Зодчий пожалел, что пришел. Надавив на Ральфа, он сделал только хуже. Его испугала мстительность и злобность брата. Архитектор вообще не хотел его больше видеть. Знакомое чувство, он уже испытывал подобное. Но ему всегда становилось тяжело при лишнем напоминании, каков Ральф на самом деле. Мастер отвернулся.

– Ладно, я должен был попытаться. До свидания.

Граф повеселел:

– Приходи в замок обедать. Шериф приготовил отличный стол. Приводи Керис, нормально поговорим. Со мной Филиппа. Ты ведь ее любишь?

Зодчий не собирался никуда идти.

– Я должен спросить у жены, – ответил он, отлично зная, что та скорее согласится пообедать с самим чертом.

– Ну, тогда увидимся.

Олдермен вернулся в таверну.
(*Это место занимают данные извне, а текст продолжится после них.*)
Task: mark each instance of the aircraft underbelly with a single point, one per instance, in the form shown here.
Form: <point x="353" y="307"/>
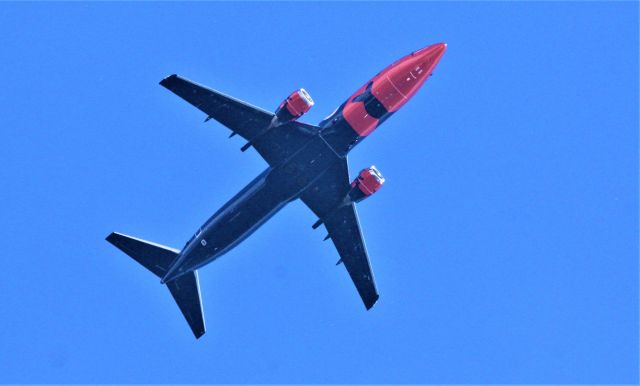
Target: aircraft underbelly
<point x="257" y="203"/>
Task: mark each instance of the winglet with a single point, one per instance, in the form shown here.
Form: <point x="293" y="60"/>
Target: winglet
<point x="166" y="81"/>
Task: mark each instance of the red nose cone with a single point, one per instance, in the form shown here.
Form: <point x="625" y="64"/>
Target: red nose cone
<point x="396" y="84"/>
<point x="414" y="69"/>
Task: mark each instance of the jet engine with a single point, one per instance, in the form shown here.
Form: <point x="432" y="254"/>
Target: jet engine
<point x="368" y="182"/>
<point x="296" y="104"/>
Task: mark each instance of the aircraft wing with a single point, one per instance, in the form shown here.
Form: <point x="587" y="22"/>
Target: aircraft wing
<point x="323" y="197"/>
<point x="252" y="123"/>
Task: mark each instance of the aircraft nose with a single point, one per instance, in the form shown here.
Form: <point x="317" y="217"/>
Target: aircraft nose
<point x="431" y="55"/>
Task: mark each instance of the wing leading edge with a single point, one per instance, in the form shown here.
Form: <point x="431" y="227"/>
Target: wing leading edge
<point x="274" y="142"/>
<point x="326" y="199"/>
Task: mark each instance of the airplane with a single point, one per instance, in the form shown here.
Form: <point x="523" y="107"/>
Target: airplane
<point x="306" y="162"/>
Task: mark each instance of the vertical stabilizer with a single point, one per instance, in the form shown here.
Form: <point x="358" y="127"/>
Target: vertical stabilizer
<point x="158" y="259"/>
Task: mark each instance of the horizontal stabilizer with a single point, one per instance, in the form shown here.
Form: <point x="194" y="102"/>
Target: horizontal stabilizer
<point x="186" y="292"/>
<point x="155" y="257"/>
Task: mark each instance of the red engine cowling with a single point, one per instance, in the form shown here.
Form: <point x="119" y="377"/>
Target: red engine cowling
<point x="369" y="181"/>
<point x="296" y="104"/>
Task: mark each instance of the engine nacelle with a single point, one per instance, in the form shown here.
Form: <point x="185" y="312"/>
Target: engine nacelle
<point x="296" y="104"/>
<point x="368" y="182"/>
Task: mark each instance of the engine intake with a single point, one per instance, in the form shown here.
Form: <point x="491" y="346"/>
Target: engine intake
<point x="369" y="181"/>
<point x="296" y="104"/>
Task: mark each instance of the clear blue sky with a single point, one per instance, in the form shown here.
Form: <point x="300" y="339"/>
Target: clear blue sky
<point x="504" y="243"/>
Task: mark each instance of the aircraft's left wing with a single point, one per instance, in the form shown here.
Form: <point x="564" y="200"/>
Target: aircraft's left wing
<point x="324" y="198"/>
<point x="252" y="123"/>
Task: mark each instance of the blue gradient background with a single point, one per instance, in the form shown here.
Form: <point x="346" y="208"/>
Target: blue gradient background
<point x="505" y="242"/>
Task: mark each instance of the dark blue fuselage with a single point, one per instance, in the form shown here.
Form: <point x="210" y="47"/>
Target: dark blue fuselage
<point x="263" y="197"/>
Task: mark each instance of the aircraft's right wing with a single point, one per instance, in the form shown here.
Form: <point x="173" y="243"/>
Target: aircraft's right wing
<point x="323" y="197"/>
<point x="250" y="122"/>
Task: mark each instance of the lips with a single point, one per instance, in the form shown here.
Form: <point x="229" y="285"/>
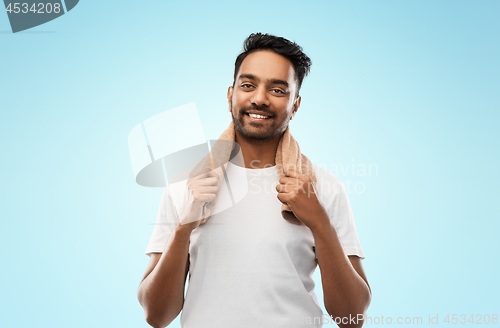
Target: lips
<point x="258" y="119"/>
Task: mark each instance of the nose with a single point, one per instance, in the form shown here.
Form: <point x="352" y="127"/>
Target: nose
<point x="260" y="97"/>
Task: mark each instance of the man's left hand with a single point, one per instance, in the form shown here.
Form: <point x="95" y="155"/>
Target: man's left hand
<point x="297" y="190"/>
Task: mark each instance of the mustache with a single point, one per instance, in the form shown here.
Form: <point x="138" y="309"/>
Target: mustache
<point x="258" y="108"/>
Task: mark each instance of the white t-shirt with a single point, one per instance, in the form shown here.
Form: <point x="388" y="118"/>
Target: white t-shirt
<point x="249" y="267"/>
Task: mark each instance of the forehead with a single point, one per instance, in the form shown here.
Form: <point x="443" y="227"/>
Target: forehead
<point x="268" y="65"/>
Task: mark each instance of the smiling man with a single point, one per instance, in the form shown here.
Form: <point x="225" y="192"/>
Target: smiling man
<point x="247" y="265"/>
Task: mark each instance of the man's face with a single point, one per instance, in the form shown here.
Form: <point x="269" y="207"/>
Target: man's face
<point x="266" y="85"/>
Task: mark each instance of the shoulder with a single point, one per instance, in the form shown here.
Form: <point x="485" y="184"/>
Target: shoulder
<point x="327" y="182"/>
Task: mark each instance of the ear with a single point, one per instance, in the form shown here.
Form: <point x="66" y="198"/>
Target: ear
<point x="296" y="106"/>
<point x="229" y="97"/>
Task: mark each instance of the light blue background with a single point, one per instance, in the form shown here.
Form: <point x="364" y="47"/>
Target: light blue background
<point x="410" y="86"/>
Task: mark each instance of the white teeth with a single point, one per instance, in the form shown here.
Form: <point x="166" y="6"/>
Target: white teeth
<point x="257" y="116"/>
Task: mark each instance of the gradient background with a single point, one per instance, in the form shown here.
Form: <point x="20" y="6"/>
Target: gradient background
<point x="410" y="86"/>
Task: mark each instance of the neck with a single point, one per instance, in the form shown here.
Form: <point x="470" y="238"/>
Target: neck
<point x="258" y="154"/>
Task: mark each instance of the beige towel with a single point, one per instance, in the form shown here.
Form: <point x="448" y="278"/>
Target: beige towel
<point x="288" y="155"/>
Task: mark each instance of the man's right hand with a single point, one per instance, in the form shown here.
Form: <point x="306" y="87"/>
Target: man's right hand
<point x="201" y="189"/>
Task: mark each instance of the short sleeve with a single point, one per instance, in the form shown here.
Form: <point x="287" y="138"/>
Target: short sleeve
<point x="166" y="222"/>
<point x="340" y="213"/>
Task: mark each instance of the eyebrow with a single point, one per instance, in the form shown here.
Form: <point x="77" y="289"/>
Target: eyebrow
<point x="273" y="81"/>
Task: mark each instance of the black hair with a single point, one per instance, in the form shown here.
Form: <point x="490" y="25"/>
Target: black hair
<point x="290" y="50"/>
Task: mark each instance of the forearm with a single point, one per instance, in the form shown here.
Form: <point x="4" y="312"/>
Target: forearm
<point x="161" y="293"/>
<point x="345" y="292"/>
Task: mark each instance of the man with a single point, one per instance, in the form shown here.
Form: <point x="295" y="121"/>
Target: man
<point x="248" y="266"/>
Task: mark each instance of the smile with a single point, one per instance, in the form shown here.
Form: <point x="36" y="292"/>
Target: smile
<point x="256" y="117"/>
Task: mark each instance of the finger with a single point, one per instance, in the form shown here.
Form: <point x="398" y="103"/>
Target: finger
<point x="292" y="172"/>
<point x="283" y="188"/>
<point x="283" y="197"/>
<point x="207" y="189"/>
<point x="211" y="181"/>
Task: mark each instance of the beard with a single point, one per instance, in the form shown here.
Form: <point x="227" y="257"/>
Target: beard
<point x="261" y="134"/>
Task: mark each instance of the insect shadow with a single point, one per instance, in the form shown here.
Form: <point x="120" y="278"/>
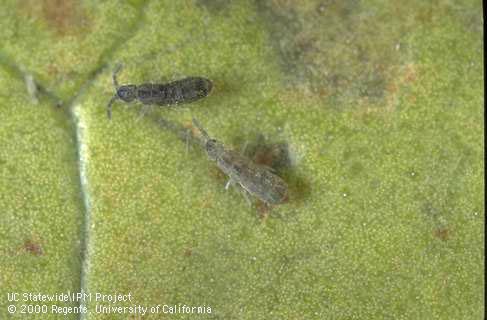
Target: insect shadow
<point x="256" y="180"/>
<point x="162" y="94"/>
<point x="278" y="156"/>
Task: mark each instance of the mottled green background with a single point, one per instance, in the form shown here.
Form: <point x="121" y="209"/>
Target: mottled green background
<point x="372" y="111"/>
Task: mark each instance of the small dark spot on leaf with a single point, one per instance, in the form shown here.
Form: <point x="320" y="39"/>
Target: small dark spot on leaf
<point x="442" y="233"/>
<point x="33" y="247"/>
<point x="188" y="252"/>
<point x="214" y="6"/>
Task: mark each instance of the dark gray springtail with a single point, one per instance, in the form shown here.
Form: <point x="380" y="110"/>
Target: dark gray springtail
<point x="181" y="91"/>
<point x="255" y="179"/>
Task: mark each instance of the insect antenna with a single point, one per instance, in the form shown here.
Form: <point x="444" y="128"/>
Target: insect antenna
<point x="200" y="128"/>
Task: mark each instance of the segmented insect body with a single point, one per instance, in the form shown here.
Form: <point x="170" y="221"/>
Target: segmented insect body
<point x="181" y="91"/>
<point x="257" y="180"/>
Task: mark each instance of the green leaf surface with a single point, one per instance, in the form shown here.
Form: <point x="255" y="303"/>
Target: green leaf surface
<point x="371" y="112"/>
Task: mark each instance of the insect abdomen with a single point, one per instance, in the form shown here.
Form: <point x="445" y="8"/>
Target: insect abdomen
<point x="182" y="91"/>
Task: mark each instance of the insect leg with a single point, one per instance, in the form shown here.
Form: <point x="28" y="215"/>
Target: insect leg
<point x="245" y="193"/>
<point x="109" y="106"/>
<point x="229" y="183"/>
<point x="142" y="112"/>
<point x="118" y="68"/>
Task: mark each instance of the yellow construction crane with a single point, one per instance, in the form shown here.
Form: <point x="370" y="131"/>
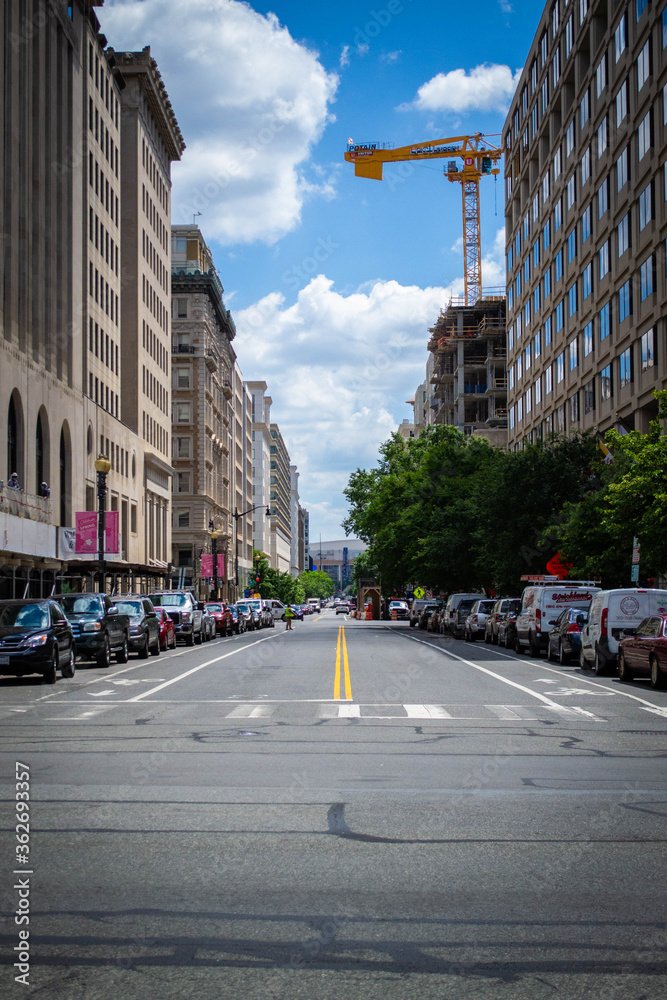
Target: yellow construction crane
<point x="479" y="157"/>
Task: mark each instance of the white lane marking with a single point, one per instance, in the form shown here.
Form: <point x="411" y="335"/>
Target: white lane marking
<point x="581" y="680"/>
<point x="348" y="711"/>
<point x="193" y="670"/>
<point x="426" y="712"/>
<point x="503" y="712"/>
<point x="250" y="712"/>
<point x="491" y="673"/>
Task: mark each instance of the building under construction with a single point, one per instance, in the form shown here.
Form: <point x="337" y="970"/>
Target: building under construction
<point x="469" y="381"/>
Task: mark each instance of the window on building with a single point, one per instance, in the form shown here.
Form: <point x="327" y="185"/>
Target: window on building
<point x="621" y="104"/>
<point x="558" y="265"/>
<point x="643" y="66"/>
<point x="648" y="349"/>
<point x="573" y="354"/>
<point x="645" y="207"/>
<point x="587" y="281"/>
<point x="625" y="368"/>
<point x="619" y="39"/>
<point x="571" y="245"/>
<point x="605" y="321"/>
<point x="601" y="76"/>
<point x="602" y="136"/>
<point x="644" y="136"/>
<point x="586" y="224"/>
<point x="603" y="198"/>
<point x="646" y="281"/>
<point x="603" y="257"/>
<point x="624" y="301"/>
<point x="588" y="339"/>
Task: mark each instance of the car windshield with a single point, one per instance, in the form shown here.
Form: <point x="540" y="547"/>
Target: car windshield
<point x="131" y="608"/>
<point x="169" y="600"/>
<point x="24" y="616"/>
<point x="78" y="605"/>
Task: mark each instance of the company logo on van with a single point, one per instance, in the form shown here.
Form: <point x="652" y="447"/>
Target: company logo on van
<point x="630" y="606"/>
<point x="564" y="597"/>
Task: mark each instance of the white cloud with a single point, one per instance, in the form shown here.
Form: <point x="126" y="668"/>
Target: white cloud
<point x="251" y="103"/>
<point x="338" y="368"/>
<point x="485" y="88"/>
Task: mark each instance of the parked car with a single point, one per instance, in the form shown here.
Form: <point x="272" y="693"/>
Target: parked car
<point x="610" y="613"/>
<point x="222" y="616"/>
<point x="507" y="627"/>
<point x="457" y="609"/>
<point x="564" y="641"/>
<point x="400" y="608"/>
<point x="541" y="602"/>
<point x="99" y="630"/>
<point x="425" y="615"/>
<point x="644" y="653"/>
<point x="475" y="623"/>
<point x="500" y="609"/>
<point x="253" y="619"/>
<point x="238" y="619"/>
<point x="144" y="625"/>
<point x="185" y="612"/>
<point x="36" y="638"/>
<point x="167" y="629"/>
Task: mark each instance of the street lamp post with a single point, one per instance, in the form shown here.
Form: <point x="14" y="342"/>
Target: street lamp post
<point x="102" y="466"/>
<point x="237" y="515"/>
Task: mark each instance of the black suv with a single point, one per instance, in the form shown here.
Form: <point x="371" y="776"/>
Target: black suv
<point x="98" y="629"/>
<point x="144" y="624"/>
<point x="185" y="611"/>
<point x="35" y="638"/>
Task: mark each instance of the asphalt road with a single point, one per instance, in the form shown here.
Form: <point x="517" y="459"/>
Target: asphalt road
<point x="351" y="810"/>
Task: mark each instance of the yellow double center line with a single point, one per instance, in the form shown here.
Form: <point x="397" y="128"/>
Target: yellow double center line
<point x="346" y="667"/>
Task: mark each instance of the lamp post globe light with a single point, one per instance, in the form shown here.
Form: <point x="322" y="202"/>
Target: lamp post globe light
<point x="102" y="466"/>
<point x="237" y="515"/>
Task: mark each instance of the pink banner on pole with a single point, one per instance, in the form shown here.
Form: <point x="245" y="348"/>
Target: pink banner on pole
<point x="111" y="530"/>
<point x="207" y="566"/>
<point x="86" y="533"/>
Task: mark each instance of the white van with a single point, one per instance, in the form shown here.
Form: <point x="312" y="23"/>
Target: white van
<point x="541" y="603"/>
<point x="611" y="612"/>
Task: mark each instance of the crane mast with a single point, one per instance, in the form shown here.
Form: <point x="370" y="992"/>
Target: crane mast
<point x="479" y="158"/>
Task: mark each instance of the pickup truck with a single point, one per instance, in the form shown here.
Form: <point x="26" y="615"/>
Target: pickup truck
<point x="98" y="629"/>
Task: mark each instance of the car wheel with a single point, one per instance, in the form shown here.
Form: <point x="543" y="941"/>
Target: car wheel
<point x="50" y="674"/>
<point x="70" y="667"/>
<point x="123" y="653"/>
<point x="599" y="665"/>
<point x="657" y="678"/>
<point x="624" y="672"/>
<point x="104" y="658"/>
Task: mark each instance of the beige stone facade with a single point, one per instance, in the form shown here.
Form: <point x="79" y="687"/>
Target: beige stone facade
<point x="586" y="221"/>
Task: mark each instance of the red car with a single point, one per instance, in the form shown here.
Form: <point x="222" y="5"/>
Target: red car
<point x="224" y="621"/>
<point x="644" y="652"/>
<point x="167" y="629"/>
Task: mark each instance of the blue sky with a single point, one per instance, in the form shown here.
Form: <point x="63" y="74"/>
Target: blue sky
<point x="333" y="280"/>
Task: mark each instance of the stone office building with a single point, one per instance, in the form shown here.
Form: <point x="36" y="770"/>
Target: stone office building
<point x="586" y="221"/>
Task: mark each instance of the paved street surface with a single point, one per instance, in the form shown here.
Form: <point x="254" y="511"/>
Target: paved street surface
<point x="350" y="810"/>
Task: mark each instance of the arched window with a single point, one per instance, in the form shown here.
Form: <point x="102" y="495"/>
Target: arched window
<point x="15" y="437"/>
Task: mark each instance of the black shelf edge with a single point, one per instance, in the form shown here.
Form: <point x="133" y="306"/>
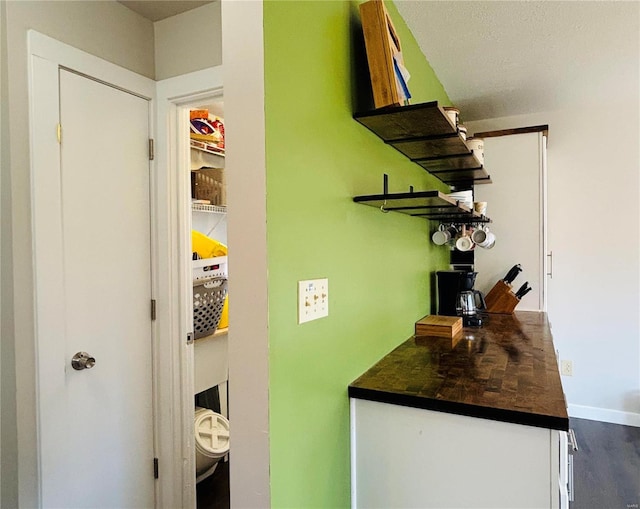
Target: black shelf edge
<point x="436" y="206"/>
<point x="405" y="127"/>
<point x="395" y="109"/>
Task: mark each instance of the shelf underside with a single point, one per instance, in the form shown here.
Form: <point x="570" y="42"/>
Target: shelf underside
<point x="424" y="134"/>
<point x="428" y="204"/>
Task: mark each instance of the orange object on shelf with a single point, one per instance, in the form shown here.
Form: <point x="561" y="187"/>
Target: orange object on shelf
<point x="202" y="113"/>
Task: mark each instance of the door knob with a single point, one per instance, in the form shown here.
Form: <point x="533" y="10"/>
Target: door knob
<point x="82" y="360"/>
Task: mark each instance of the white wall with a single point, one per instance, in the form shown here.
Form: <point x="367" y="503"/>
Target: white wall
<point x="188" y="42"/>
<point x="247" y="217"/>
<point x="594" y="295"/>
<point x="111" y="31"/>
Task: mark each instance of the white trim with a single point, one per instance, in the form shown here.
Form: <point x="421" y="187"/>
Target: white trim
<point x="245" y="144"/>
<point x="175" y="360"/>
<point x="81" y="61"/>
<point x="604" y="415"/>
<point x="353" y="462"/>
<point x="43" y="101"/>
<point x="544" y="227"/>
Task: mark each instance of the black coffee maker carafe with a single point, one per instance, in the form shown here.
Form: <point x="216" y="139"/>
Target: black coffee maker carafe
<point x="456" y="296"/>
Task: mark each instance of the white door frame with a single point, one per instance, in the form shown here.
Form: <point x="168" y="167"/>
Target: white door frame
<point x="44" y="147"/>
<point x="175" y="358"/>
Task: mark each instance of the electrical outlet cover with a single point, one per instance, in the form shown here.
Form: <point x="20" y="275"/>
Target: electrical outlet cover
<point x="313" y="299"/>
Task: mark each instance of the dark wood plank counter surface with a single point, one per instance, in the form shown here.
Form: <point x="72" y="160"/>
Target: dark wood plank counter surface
<point x="505" y="371"/>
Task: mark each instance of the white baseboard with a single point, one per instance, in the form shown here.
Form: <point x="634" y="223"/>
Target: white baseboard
<point x="604" y="415"/>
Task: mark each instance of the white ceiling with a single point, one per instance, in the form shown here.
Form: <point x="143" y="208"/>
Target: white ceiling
<point x="502" y="58"/>
<point x="156" y="10"/>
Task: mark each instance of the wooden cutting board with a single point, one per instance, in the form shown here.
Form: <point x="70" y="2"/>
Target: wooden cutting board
<point x="439" y="326"/>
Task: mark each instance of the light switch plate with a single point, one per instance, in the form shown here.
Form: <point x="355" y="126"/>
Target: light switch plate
<point x="313" y="299"/>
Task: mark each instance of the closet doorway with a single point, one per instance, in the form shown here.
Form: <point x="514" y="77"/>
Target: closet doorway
<point x="193" y="367"/>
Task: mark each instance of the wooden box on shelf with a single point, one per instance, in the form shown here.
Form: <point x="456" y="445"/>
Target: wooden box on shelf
<point x="383" y="46"/>
<point x="439" y="326"/>
<point x="501" y="299"/>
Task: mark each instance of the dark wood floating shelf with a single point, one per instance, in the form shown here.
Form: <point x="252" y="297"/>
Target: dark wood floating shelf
<point x="424" y="134"/>
<point x="428" y="204"/>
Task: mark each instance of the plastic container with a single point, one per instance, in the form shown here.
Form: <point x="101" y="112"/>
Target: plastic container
<point x="208" y="300"/>
<point x="212" y="438"/>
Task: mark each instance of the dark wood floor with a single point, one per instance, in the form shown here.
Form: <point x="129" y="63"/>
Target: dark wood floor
<point x="606" y="469"/>
<point x="213" y="492"/>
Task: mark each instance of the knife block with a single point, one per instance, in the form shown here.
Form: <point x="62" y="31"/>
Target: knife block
<point x="501" y="299"/>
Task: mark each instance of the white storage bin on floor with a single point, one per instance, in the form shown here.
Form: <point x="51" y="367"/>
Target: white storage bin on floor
<point x="212" y="439"/>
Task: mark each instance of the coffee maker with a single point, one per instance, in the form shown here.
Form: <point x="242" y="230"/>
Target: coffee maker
<point x="456" y="296"/>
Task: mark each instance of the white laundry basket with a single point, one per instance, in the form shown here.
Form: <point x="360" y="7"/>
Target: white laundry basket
<point x="212" y="440"/>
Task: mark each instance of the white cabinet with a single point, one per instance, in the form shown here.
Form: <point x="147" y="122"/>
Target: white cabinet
<point x="409" y="457"/>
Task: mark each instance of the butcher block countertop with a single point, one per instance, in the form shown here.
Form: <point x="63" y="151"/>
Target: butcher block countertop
<point x="505" y="371"/>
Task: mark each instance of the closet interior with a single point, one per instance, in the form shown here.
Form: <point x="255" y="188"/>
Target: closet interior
<point x="210" y="302"/>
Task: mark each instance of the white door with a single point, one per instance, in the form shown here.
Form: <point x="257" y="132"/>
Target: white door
<point x="96" y="425"/>
<point x="515" y="204"/>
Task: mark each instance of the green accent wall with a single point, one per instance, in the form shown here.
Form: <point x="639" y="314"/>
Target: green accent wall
<point x="380" y="266"/>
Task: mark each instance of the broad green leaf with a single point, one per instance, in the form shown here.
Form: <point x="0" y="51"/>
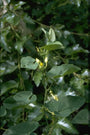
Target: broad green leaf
<point x="29" y="63"/>
<point x="52" y="37"/>
<point x="53" y="46"/>
<point x="18" y="5"/>
<point x="3" y="111"/>
<point x="64" y="69"/>
<point x="7" y="86"/>
<point x="65" y="105"/>
<point x="23" y="128"/>
<point x="37" y="77"/>
<point x="4" y="43"/>
<point x="82" y="117"/>
<point x="75" y="50"/>
<point x="7" y="68"/>
<point x="24" y="97"/>
<point x="67" y="126"/>
<point x="36" y="113"/>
Когда он шел по залу, Керис и Гвенда выжидательно смотрели на него. Он покачал головой:

– Я сделал все, что мог. Мне очень жаль.

 

Гвенда ожидала этого. Она расстроилась, но не удивилась. Все равно нужно было сначала попытаться спасти Сэма через Мерфина. Другой способ, находившийся в ее распоряжении, куда радикальнее. Крестьянка быстро поблагодарила олдермена и, выйдя из таверны, пошла к замку. Муж и сын отправились в дешевую таверну предместья, где можно сытно пообедать всего за фартинг. Сегодня Вулфрик ей все равно не поможет. Его сила и честность непригодны для переговоров с Ральфом и ему подобными. Кроме того, супруг не должен даже догадаться о том, как она собирается уговаривать Ширинга.

Поднимаясь по холму, она услышала позади конский топот. Гвенда остановилась и обернулась – Ральф, его свита, судья. Твердо смотрела на Ральфа, уверенная: Фитцджеральд заметит ее и поймет, что она пришла к нему. Но, подойдя к замку шерифа, обнаружила, что ворота заперты. Крестьянка приблизилась к крыльцу и обратилась к надзирателю:

– Я Гвенда из Вигли. Пожалуйста, передай сэру Ральфу, что мне нужно поговорить с ним наедине.

– Еще чего, – ответил тот. – Посмотри: все эти люди тоже хотят видеть графа, судью или шерифа.

По двору слонялось человек тридцать, кто‑то с пергаментными свитками в руках. Пытаясь спасти сына от виселицы, Гвенда идет на огромный риск, но может выйти так, что ей просто не удастся поговорить с Ральфом до рассвета.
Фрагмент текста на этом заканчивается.